Author: Ernest J. Weinrib
Publisher: Oxford University Press
Published: 2012-09-20
Total Pages: 365
ISBN-13: 0199660646
DOWNLOAD EBOOKPrivate law governs our most pervasive relationships: the wrongs we do one another, the contracts we make and break, and the property we own. This book analyses the deepest questions about the law's foundations, showing how a distinctive notion of justice, 'corrective justice', describes the special morality intrinsic to private law.
Author: Arthur Ripstein
Publisher: Harvard University Press
Published: 2016-04-05
Total Pages: 328
ISBN-13: 0674659805
DOWNLOAD EBOOKChapter 8. Remedies, Part 1: As If It Had Never Happened -- Chapter 9. Remedies, Part 2: Before a Court -- Chapter 10. Conclusion: Horizontal and Vertical -- Index
Author: Martha Chamallas
Publisher: NYU Press
Published: 2010-05-31
Total Pages: 240
ISBN-13: 0814716768
DOWNLOAD EBOOK""This book asks important questions about the tort system.
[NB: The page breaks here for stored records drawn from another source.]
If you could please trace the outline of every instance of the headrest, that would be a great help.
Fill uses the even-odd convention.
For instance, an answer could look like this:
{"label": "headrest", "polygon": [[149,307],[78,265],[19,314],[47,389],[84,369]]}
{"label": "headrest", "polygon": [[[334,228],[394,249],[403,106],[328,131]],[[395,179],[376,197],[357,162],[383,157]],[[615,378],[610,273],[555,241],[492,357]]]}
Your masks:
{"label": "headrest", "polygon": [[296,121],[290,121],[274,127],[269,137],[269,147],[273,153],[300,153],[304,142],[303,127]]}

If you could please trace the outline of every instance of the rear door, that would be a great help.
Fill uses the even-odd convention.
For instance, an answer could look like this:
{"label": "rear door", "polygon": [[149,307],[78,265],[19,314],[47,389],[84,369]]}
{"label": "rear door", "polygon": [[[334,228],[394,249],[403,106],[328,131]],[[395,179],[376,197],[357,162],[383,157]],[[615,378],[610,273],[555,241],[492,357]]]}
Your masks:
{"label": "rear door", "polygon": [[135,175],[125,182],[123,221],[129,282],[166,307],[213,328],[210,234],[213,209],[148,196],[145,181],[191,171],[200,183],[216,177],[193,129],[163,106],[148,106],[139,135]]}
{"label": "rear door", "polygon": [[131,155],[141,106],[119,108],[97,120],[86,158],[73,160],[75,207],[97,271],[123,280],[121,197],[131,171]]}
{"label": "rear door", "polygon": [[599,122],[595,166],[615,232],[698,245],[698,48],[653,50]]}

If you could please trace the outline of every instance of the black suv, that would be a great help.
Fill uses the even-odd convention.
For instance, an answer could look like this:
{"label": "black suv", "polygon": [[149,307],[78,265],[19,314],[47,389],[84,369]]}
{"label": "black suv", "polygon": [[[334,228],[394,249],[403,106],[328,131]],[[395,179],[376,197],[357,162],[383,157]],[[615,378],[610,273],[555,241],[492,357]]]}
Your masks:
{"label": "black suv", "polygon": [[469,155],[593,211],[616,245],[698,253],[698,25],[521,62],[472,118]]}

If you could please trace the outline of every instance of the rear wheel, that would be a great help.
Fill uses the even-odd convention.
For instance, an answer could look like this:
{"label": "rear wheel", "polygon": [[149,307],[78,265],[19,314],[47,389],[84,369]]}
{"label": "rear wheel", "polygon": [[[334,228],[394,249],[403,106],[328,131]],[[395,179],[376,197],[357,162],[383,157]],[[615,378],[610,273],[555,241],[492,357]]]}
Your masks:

Tort law is largely taught and described from a doctrinal perspective that makes no attempt to see how it is actualy working on the ground. This book assesses how the tort system fares in operation by examining how race and gender influence court decisions in torts cases. A promising direction for scholarship on the tort system.""--BOOK JACKET.